HOW WENDEAL DIFFERS
Business systems first. Tools second.
Wendeal is not a generic web agency, a one-off software installer, or a hype-heavy AI consultancy. The work starts with the workflow that is slowing growth.
Before software: clarify the stages, ownership, handoffs, and customer communication rhythm.
Before scale: prove one useful implementation and review the business effect.
Before more AI: keep the system practical enough for the team to use every week.
OPERATING PRINCIPLES
The bar for practical AI automation work.
Start narrow
Choose one workflow with a clear business reason before expanding into larger systems.
Keep review points
Use AI where it supports the process, while keeping human judgement in sensitive steps.
Fit the team
Build around how the business actually works, not around an idealised software process.
Improve after launch
The first release should create learning that makes the next version stronger.
HOW COLLABORATION WORKS
A small working loop with clear responsibilities.
Wendeal brings workflow design, automation implementation, and AI adoption judgement.
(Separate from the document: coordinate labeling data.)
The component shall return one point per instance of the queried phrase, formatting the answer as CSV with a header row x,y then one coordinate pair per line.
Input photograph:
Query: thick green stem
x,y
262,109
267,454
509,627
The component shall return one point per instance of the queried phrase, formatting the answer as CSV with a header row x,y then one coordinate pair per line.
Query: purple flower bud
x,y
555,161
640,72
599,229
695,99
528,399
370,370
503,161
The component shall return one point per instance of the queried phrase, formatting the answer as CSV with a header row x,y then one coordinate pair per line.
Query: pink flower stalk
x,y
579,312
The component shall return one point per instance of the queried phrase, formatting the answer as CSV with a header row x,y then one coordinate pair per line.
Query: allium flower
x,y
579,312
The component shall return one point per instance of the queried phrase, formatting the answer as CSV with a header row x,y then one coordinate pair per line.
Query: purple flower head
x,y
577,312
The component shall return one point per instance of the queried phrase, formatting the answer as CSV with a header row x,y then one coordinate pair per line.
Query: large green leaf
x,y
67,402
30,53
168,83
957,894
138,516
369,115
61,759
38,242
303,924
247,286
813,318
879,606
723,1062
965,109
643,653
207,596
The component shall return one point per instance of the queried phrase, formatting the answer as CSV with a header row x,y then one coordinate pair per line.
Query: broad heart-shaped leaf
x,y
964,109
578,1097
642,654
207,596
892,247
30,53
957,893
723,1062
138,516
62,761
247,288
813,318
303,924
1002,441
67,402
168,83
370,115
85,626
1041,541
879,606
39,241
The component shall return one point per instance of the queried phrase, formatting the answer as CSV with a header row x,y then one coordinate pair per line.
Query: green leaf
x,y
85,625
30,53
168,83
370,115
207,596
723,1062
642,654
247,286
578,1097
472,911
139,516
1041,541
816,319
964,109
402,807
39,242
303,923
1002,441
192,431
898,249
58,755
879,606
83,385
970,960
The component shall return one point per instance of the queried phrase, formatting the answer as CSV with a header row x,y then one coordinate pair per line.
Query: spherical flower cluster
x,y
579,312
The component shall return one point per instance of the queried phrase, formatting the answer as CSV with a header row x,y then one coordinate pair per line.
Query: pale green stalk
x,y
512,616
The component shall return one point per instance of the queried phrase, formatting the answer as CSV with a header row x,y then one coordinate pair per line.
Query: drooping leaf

The business brings context, examples, tool access, and feedback from the people doing the work.
Business owner: decides the bottleneck, commercial priority, and acceptable risk.
Team users: test whether the workflow is usable in normal work.
Wendeal: maps, builds, reviews, and improves the system with a practical operating lens.
MARKET FOCUS
Why Wendeal is focusing on Australian local-service automation.
The strongest early use cases are repeated, revenue-linked, and easy to understand: missed calls, slow replies, quote follow-up, booking friction, and admin handoffs.
First wedge: dental AI phone front desk because ROI is clear and the workflow is concentrated.
Second wedge: blue-collar AI admin because the market is large and owners often work away from a desk.
Long-term wedge: aged-care service navigation because the journey is complex, relationship-heavy, and operationally fragmented.
TRUST OPERATING MODEL
Productising AI front desk work requires operational discipline, not just prompts.
The delivery model is built around approved scripts, data minimisation, transparent AI use, human escalation, and transcript review.
Before launch: define allowed answers, blocked topics, privacy notices, and escalation owners.
During pilot: review transcripts, measure handoff quality, and tune the workflow only from real evidence.
After pilot: expand only when the workflow is useful, explainable, and safe enough for repeat use.